Artist Jerry Ross recently spent a lot of time with Donald Trump’s face. As a Bernie Sanders supporter, this was no easy feat.
“I got a lot of praise for that Trump painting because it captured his arrogance,” Ross says. “Also, his jaw, it’s very much like the jaw of Mussolini,” he adds with a laugh, referencing the fascist Italian dictator Benito Mussolini.
The Trump portrait is not some sort of artistic self-flagellation, but rather one in a series of paintings Ross is sending to Las Vegas for the show Dishing It Out 2016. Ross’ sister, Las Vegas-based fine art photographer Diane Bush, has curated a yearlong show featuring 2016 presidential candidate portraits, of both a fine art and satirical bent, opening Jan 21. But before that, Ross will display some of his prints here in Eugene.
So far, Ross has completed portraits of Bernie Sanders, Hilary Clinton, Chris Christie and, of course, Trump. Giclee prints of these originals, other new work (do not miss the mammoth and metaphorical “Passeggiata con Cinghiale”), along with some older pieces, will be on display for First Friday ArtWalk Jan. 8 at In Eugene Real Estate downtown (100 E. Broadway). The show, about 30 paintings in all, will hang for two months.
In addition, selected Dishing It Out works — including Ross’ Trump — will be put on mugs and commemorative plates, a winking throwback to those Ronald Regan and Jimmy Carter dishes you can still find in thrift stores.
In conjunction with the Eugene show, Ross has organized the Bernie Sanders ReadOut 6:30 to 9:30 pm Thursday, Jan. 14, at Tsunami Books. The event, which Ross compares to the “teach-outs” of the sixties, will call on local artists, writers, performers and citizens to hash out and define the “revolution” that Sanders is calling for. A cappella group The Jewel Tones will perform a twist on the 1958 hit “Mr. Sandman” as “Mr. Sanders,” and performers Izzy Whetstine and Matting Keating (also head of Lane County for Bernie Sanders) will read.
In Eugene, Ross — an oil painter and longtime arts educator and advocate — is not known for overtly political art. He focuses mostly on landscapes, portraits and figurative work with bold, loose brushwork drawing on elements from Expressionism, Impressionism and Realism. Ross has deemed this style American Verismo — a school of painting that encourages working directly from life.
Yet politics has always been central to Ross.
“I was one of the Buffalo Nine during the Vietnam War, which was like the Chicago Seven, only much more obscure,” Ross says. The Buffalo, New York, native was one of nine students arrested by a team of U.S. marshals, FBI agents and local police in 1968 for protesting the war and the draft. Ross was prosecuted in two federal trials, both ending in hung juries. Shortly after, he relocated to Oregon.

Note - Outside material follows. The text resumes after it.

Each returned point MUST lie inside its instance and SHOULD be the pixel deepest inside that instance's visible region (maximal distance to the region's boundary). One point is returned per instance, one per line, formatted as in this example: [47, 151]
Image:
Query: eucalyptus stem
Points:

“I haven’t really been involved in electoral politics — it was all protest politics,” Ross recalls. But he says he’s starting to see the same energy around Bernie Sanders that he saw in the kind of sixties activism that gave birth to the Port Huron Statement — Tom Hayden’s 1962 manifesto for the student activist movement Students for a Democratic Society.
“Students don’t have a movement like that today, but there’s the beginnings of it around Bernie Sanders,” Ross says.
“I really see a role for the arts in this because it hasn’t been clarified what Bernie Sanders means by the ‘political revolution’ other than a list of issues he’s concerned with,” Ross continues. “So I’m asking writers and artists to define what that is here. It’s like a teach-out that will help us define what we mean by all of this. It’s going to be an art exhibit and performances both.”